Sunday, July 8, 2007

Football salaries

This article in USA Today was published before Bama decided to pay Nick Saban $4 million per year to be their football coach. It discusses coaches' salaries, with several basic statistical points:
  • The average of Division 1-A schools is almost $1 million per year.
  • The average at BCS conferences is $1.4 million per year.
  • The average at non-BCS conferences in Division 1-A is about $0.5 million per year
  • Nine coaches (as of last November) make more than $2 million per year. One can imagine that Urban Meyer is ahead of that benchmark now as well. The highest was Bob Stoops' almost $3.5 million per year, until Saban eclipsed it.
Incidentally, as of that writing, Les Miles is mid-pack in the SEC where the highest pre-Saban salary was Tommy Tuberville's $2.2 million per year. As I've said, Tommy's earned it.

But that's not my point. My brother brought up an interesting conundrum some college administrators face. These coaches' contracts are laced with incentives, and one common incentive is undoubtedly, "If Coach So-and-So wins the BCS National Championship, his salary is automatically to escalate to the highest salary in college football," or the average of the 5 highest salaries. With Nick Saban now breaking new salary ground, are certain schools priced out of the national championship hunt simply because they cannot afford to pay their coach the incentive bonus in his contract?

What would happen if, say, Vanderbilt were to put together a story-book undefeated run this season? If Bobby Johnson's contract has an expensive incentive tied to Nick Saban's salary, would they decline an invitation to the National Championship game? If you think this is so unlikely of a scenario, just ask yourself who would have thought Wake Forest would be a BCS team last year, or that Rutgers would be a serious National Championship contender through more than half of last season?

I remember back several years ago reading that small-money indie-rockers were actually asking friendly radio stations NOT to play their songs, because they couldn't afford the commissions they had to pay their promoters for getting on radio play lists. This strikes me as a similar scenario, whereby a university may pull itself out of national championship contention simply because it cannot afford to win it.
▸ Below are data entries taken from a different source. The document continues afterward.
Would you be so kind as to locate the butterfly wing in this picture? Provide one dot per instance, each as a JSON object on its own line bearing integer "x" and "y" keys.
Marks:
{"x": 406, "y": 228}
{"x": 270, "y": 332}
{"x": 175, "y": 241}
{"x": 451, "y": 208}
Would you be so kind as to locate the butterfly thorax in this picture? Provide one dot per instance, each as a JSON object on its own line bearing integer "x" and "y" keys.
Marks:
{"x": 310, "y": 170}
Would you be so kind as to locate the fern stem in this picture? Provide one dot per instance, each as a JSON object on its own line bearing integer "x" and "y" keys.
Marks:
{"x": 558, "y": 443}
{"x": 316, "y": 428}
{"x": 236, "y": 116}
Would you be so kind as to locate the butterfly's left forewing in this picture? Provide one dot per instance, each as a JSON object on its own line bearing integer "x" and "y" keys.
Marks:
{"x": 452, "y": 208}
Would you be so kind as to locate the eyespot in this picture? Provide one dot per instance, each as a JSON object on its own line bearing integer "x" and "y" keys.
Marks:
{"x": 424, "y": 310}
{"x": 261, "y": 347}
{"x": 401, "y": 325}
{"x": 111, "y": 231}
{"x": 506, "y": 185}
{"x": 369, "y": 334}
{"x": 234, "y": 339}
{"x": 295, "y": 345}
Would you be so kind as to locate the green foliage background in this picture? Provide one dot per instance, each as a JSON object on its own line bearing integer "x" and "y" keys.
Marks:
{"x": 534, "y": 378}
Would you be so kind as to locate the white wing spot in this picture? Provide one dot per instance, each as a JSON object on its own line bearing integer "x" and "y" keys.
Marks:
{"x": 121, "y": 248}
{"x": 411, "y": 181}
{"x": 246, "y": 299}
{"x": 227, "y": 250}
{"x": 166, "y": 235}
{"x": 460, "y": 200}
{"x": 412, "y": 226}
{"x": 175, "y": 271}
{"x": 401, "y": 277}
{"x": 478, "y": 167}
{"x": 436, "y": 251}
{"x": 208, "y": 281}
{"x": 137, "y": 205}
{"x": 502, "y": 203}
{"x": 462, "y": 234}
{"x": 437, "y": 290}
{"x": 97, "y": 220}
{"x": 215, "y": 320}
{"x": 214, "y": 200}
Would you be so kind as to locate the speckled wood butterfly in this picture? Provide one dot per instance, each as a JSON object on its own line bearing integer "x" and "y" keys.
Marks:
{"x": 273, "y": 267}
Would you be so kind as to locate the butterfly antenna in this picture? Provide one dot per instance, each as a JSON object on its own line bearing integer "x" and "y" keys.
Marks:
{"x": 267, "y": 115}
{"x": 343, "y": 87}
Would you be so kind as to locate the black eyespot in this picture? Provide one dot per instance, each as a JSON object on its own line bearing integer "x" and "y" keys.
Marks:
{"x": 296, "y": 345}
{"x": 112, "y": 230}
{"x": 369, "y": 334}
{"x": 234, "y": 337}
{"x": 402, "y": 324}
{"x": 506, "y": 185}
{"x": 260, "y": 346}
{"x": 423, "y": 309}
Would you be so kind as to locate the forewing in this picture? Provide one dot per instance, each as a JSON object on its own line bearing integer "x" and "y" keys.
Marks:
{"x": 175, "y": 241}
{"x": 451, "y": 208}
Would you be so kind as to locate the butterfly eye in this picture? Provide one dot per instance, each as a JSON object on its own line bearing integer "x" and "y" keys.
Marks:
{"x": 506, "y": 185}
It is a nightmare scenario for the NCAA and one which, honestly, I have no idea if it could really happen.

You can say, "If this happens, you can only blame the university for locking itself into a contract that it couldn't afford to pay." Fair enough, it would be the university that would be to blame, but that doesn't change the fact that this would be terribly embarrassing for the NCAA, would call into question the legitimacy of the national championship in that year, and would shine a very unwelcome light on the world of big-money college football.

Here's hoping it never happens.

1 comment:

Anonymous said...

How are you feeling about this now that...

1. Miles had his contract rewritten and now makes more than Saban (before incentives)

2. Bama's football revenue is up $10,000,000 and its general university donations are up another $10,000,000 since Saban was hired?

3. And you can't put a dollar amount on the worst beatdown of Auburn in 46 years.

I'm no economist, but I'd say Saban has earned his $4,000,000. I'm guessing that Forbes Magazine would agree.